An audience of KAUST faculty members, students and postdoctoral fellows and visiting researchers listens to a presentation during the recent on campus Computational and Statistical Interface to Big Data research conference. Photo by Andrea Bachofen-Echt.
On the conference's third and final day, Christian Jensen, professor of computer science at Aalborg University, Denmark, expanded on his research which focuses on data management and data-intensive systems during the events final keynote address. During his address, Jensen touched on the continued growth of society-wide digitalization and how our daily lives are increasingly being captured through the digital sphere.
"We are instrumenting reality at a rapid pace. Just look at our smartphones, for example. There is an ever-growing volume of data these days and we need new ways to capture it. To be competitive, society and businesses must be able to create value from data. Decisions based on good data beat decisions based on feelings or opinions," he said.
"There is now an unprecedented level of data worldwide and we use path weights to achieve more accurate results and data. In the future, we will have to deal with a much greater volume of data," Jensen added.
In her presentation entitled "Causal Modeling with Generative Neural Networks," Michèle Sebag, a professor from the Centre National de la Recherche Scientifique, France, warned of the perception that big data is the all-encompassing solution in data-driven science.
"We don't know the extent that Big Data can pave the way for 'Big Brother' in the future. With Big Data, we can run the risk of exporting our biases into the future. There is a sense that Big Data cures everything and can do everything," Sebag pronounced. "We want to create an AI with a common decency and we want to create an AI with no biases."
Xin Gao, KAUST associate professor of computer science and the conference chair during the recent Computational and Statistical Interface to Big Data research conference. Photo by Andrea Bachofen-Echt.
Professor Xin Gao, conference chair, was pleased with the outcome of the conference, and felt that the conference met its objectives, also creating a route for future global collaborations.
"We are grateful to all the guests for having delivered those inspiring and exciting talks. We are also proud to showcase the top-notch research done by KAUST researchers to the leading experts in the field.
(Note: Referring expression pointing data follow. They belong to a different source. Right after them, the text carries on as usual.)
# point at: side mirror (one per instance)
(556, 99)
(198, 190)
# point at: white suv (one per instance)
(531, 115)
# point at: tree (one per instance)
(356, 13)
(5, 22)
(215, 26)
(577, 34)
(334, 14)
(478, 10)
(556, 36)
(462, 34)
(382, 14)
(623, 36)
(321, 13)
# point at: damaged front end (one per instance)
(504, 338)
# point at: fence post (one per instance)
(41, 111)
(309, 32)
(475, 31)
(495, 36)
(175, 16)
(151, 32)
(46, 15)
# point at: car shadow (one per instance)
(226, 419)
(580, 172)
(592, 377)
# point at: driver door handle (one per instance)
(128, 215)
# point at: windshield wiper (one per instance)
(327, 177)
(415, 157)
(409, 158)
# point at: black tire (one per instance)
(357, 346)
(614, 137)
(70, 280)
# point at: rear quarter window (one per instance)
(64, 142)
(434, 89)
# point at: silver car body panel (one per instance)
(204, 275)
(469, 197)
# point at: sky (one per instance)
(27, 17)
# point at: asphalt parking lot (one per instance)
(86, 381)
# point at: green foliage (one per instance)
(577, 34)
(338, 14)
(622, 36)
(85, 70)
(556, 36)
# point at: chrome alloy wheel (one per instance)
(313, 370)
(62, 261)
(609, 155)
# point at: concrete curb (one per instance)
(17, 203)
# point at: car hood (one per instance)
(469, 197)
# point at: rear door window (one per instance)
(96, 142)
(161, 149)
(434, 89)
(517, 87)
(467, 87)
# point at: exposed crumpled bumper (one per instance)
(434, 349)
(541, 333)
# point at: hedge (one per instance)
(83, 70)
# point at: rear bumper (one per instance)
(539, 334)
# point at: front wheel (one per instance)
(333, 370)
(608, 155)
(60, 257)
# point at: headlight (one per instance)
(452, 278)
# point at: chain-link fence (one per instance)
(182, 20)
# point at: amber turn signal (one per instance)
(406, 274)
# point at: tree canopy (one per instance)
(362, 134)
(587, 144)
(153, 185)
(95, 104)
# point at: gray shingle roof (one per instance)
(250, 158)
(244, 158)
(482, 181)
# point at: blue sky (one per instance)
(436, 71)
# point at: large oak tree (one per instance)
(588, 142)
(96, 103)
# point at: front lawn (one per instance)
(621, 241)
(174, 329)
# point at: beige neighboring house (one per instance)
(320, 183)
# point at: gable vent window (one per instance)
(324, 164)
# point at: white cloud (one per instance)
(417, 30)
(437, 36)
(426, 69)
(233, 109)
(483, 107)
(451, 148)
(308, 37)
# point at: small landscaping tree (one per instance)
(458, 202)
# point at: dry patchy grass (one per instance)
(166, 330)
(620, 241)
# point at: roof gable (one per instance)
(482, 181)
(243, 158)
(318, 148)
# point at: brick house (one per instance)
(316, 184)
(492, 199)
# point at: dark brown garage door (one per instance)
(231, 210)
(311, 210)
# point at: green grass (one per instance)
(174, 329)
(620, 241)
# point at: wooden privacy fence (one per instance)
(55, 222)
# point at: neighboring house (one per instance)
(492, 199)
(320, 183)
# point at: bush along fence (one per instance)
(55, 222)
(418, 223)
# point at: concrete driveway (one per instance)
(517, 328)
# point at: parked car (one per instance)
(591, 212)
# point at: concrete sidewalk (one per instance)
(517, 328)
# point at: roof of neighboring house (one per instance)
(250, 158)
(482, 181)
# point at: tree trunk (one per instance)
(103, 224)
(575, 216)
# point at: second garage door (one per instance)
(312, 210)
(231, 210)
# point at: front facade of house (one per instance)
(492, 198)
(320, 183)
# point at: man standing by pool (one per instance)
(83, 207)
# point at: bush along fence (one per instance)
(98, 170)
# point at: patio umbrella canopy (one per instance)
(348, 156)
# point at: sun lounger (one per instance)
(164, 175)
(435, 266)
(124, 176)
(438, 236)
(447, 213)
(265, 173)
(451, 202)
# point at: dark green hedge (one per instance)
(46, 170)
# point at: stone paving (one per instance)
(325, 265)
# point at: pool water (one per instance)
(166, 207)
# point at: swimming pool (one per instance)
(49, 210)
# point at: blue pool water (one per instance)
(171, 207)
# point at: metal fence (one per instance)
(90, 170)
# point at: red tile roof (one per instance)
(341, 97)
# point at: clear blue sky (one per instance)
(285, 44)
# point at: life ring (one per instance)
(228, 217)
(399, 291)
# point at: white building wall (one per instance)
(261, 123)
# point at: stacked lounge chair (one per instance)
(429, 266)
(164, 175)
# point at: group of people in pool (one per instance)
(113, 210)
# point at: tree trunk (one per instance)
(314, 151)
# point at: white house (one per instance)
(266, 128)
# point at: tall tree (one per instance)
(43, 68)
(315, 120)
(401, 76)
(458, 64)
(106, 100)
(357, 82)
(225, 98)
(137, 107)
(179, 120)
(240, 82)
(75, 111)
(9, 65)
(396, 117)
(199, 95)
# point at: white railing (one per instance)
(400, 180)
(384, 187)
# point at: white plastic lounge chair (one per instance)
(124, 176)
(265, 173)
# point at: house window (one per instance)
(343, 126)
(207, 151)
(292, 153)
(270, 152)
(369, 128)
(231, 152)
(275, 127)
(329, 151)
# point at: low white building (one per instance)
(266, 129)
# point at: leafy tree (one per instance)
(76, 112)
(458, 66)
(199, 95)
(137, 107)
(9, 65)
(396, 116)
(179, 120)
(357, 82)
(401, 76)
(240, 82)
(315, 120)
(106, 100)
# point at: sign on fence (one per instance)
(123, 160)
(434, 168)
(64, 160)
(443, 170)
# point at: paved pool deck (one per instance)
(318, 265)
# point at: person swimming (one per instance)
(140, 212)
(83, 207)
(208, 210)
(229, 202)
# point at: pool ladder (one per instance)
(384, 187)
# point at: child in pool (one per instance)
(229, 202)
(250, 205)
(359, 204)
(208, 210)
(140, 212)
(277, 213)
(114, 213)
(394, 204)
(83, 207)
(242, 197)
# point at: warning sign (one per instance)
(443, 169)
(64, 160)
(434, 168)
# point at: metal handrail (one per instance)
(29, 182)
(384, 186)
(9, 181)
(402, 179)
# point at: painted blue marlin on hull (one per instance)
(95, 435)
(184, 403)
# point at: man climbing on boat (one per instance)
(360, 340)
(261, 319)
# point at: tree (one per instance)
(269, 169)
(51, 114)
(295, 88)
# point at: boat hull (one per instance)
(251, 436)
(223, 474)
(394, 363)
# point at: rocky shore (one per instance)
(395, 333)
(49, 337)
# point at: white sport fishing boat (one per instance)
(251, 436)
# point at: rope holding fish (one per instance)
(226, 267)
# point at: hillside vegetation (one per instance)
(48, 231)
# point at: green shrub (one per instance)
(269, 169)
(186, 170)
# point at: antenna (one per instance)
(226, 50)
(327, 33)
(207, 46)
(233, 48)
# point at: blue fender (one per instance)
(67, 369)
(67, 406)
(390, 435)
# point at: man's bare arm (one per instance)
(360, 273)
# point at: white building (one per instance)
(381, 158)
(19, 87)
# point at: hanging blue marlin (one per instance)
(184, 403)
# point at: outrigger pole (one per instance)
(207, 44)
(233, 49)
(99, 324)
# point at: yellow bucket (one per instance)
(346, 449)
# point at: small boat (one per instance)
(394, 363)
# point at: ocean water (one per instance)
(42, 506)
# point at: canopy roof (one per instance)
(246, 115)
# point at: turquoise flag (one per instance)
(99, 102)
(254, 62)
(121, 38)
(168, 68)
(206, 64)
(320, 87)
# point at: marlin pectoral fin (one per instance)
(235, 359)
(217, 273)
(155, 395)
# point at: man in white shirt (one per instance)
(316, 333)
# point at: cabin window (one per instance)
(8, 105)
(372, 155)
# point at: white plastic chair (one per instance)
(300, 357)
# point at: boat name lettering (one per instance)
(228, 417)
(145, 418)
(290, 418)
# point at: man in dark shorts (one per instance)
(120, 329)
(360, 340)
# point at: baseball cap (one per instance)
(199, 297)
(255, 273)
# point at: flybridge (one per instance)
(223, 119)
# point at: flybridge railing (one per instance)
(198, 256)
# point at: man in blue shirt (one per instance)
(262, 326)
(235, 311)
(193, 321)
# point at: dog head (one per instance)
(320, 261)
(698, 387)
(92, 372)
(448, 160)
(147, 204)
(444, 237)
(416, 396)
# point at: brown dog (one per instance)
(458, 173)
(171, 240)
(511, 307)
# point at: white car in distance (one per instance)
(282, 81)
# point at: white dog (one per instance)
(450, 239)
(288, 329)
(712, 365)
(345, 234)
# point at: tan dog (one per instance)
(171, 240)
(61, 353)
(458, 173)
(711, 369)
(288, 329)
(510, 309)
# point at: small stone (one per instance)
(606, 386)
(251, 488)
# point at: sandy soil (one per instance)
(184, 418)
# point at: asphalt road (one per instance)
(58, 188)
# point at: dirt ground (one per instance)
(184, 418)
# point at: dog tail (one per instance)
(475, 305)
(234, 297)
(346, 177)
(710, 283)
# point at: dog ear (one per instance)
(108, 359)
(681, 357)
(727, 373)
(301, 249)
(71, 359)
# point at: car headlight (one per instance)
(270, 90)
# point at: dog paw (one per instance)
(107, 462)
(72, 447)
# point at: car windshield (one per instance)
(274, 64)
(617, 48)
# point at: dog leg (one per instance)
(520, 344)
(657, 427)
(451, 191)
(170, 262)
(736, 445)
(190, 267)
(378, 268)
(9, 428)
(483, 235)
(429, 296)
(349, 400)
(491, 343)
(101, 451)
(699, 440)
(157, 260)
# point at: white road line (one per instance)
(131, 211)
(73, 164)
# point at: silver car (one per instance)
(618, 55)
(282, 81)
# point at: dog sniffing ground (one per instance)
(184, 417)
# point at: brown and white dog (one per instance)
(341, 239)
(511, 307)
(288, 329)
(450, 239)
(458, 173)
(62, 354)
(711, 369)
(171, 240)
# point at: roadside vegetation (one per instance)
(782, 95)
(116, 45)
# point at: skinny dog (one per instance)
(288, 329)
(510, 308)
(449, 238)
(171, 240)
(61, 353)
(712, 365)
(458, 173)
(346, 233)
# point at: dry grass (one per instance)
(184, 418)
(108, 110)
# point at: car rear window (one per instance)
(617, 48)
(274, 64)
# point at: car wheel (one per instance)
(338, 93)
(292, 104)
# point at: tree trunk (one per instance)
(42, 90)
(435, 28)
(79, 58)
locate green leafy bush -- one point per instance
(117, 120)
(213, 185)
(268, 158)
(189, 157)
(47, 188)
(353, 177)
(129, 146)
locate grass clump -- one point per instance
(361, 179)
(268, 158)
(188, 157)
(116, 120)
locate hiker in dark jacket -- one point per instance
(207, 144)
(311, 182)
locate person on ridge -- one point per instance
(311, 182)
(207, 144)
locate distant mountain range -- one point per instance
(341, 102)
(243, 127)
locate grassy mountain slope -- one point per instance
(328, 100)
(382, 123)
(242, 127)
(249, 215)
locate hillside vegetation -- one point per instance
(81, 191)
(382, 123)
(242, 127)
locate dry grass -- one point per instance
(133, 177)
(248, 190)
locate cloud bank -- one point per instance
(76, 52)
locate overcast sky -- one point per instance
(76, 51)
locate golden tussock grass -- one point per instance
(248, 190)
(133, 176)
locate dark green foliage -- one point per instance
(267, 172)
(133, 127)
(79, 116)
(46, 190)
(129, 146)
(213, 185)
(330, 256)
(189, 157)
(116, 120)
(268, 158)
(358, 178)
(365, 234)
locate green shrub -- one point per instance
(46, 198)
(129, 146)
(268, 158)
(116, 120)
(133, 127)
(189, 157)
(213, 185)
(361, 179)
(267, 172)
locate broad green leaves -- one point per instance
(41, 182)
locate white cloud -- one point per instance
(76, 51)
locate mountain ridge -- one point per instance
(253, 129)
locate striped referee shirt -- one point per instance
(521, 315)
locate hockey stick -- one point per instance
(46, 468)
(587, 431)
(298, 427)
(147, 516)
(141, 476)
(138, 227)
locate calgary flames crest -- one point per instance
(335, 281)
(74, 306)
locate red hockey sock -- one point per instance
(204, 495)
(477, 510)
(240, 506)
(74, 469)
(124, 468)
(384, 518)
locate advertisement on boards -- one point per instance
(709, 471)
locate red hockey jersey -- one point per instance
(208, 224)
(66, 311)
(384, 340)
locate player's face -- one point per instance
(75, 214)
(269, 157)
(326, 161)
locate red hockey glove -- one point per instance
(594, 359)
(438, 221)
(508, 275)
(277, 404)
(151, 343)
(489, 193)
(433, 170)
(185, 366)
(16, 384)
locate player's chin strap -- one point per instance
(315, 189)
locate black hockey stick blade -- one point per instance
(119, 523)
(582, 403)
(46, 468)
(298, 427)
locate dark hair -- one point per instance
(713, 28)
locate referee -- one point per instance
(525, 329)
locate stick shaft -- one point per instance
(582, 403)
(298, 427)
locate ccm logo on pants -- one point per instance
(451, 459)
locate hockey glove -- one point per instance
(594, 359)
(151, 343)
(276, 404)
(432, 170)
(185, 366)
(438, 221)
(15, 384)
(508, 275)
A number of collaborations and initiatives have been conceived among the participants of the conference, and we look forward to hearing about their successful stories soon," Gao emphasized.
The conference was co-sponsored by the KAUST Computer, Electrical and Mathematical Science and Engineering (CEMSE) Division, and additional support was provided by the KAUST Industry Collaboration Program (KICP), Industry Partnerships Office, with financial support from the KAUST Office of Sponsored Research.